As of midnight, the Houthi militia which controls the capital Sanaa outlawed the use and possession of crisp new Yemeni riyal bills issued by its rivals in the internationally -recognized government based in the southern port town of Aden.
The Iran-allied Houthis, who say people should only use the old bills, have defended the ban as a move against inflation and what they call rampant money-printing by the government.
The government has branded the ban an act of economic vandalism. And the population, as ever, have been left stuck in the crossfire.
Yemenis from both sides told Reuters the ban had effectively created two currencies with diverging values, adding to the turmoil in a state already governed by two powers and brought to its knees by the war.
In the one-month build up to the ban, people in Houthi-controlled areas have been queuing to try to exchange their new riyal notes for old, turning the grubby and torn bills into a prized and relatively scarce commodity.

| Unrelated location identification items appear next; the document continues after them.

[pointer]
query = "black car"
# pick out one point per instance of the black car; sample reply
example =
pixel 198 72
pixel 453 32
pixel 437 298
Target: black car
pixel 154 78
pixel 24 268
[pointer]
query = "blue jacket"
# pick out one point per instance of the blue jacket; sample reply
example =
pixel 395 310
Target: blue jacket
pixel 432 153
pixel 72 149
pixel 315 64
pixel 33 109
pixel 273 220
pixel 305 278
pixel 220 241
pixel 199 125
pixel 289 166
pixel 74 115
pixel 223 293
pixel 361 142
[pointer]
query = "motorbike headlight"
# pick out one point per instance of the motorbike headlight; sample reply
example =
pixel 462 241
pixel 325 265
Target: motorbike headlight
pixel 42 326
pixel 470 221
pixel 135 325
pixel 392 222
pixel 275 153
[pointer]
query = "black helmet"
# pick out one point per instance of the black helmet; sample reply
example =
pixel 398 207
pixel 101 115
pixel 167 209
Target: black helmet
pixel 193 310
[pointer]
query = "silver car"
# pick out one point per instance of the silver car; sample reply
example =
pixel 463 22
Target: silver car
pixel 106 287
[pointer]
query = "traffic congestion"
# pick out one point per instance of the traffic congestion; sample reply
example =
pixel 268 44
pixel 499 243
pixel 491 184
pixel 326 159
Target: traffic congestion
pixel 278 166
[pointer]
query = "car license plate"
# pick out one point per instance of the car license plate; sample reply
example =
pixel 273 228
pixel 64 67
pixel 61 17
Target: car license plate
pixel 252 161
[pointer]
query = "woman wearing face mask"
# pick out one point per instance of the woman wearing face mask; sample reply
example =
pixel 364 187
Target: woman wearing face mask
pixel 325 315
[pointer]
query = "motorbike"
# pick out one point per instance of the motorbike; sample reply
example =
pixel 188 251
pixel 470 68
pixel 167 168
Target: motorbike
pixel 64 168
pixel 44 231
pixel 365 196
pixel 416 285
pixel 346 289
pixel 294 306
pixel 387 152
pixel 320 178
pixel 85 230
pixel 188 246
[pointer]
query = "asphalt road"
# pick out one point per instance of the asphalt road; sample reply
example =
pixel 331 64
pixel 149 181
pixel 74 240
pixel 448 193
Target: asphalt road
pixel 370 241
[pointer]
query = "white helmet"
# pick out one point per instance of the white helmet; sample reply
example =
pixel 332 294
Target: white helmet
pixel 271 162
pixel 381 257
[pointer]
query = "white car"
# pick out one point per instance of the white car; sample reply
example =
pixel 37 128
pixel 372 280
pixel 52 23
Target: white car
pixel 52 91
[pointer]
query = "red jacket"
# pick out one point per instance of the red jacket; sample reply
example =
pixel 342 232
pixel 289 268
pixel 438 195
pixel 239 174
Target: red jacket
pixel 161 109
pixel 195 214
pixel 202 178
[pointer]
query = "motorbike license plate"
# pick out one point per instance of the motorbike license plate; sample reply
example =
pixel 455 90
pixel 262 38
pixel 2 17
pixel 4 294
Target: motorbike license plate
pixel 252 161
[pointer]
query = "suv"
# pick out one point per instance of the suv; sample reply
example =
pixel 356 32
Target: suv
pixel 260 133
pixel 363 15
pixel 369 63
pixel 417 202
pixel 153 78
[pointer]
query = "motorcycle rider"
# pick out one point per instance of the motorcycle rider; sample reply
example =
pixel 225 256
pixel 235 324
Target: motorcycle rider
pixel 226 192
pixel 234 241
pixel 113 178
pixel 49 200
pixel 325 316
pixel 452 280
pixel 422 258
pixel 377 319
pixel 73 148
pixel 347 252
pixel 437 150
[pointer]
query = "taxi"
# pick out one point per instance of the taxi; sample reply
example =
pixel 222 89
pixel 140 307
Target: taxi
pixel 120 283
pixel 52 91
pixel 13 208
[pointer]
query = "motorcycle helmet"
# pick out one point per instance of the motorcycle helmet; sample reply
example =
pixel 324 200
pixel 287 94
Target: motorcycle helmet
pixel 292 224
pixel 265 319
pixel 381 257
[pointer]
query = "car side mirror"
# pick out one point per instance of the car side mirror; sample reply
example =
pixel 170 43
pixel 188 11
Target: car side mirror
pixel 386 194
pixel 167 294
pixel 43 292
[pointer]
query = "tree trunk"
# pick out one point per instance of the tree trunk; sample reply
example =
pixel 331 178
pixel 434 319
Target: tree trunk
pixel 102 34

The riyal stood at about 560 to the dollar across Yemen before the ban was announced in mid-December. The rate has since slipped a little in Houthi-controlled areas to around 582, but slumped much further to 642 in the south, an area now awash with new bills.
That relative strength might look like a boon for northerners, if only they could get hold of enough of the old notes in time to keep afloat in the largely cash-based economy.